Now, the chain issues are more surprising. The fullchain.pem prepared by Let’s Encrypt is usually perfectly good and wouldn’t attract a complaint from Qualys’ tools. The SSL Labs page does give a bit more info but I appreciate it can be hard to interpret, maybe you could paste the part where it lists certificates it saw ? If you worry particularly you could blur out your own site’s name anywhere that appears although please do remember certificates are public documents, they’re not secrets, and it’s not as though asking for advice about security is a shameful thing to be doing.

Hello @gaborh,

How are you testing it?, because your conf seems ok to me (except the use of ssl_trusted_certificate).

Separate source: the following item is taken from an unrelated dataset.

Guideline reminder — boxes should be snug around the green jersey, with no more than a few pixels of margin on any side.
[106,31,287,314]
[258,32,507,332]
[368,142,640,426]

If you are using something like this...

echo | openssl s_client -connect yourdomain.tld:443 -status

...and your domain is not the default, it is normal to get those OCSP response: no response sent

Instead, try to add parameter -servername and try again:

echo | openssl s_client -connect yourdomain.tld:443 -servername yourdomain.tld -status

Seems ok to me but you should remove ssl_trusted_certificate directive just because your server doesn't need it, you already have it specified in ssl_certificate directive where you are adding the fullchain.pem.

From nginx doc

For the OCSP stapling to work, the certificate of the server certificate issuer should be known. If the ssl_certificate file does not contain intermediate certificates, the certificate of the server certificate issuer should be present in the ssl_trusted_certificate file.

As I said, as you are already using fullchain.pem which contains the intermediate cert, there is no need to use ssl_trusted_certificate for OCSP stapling.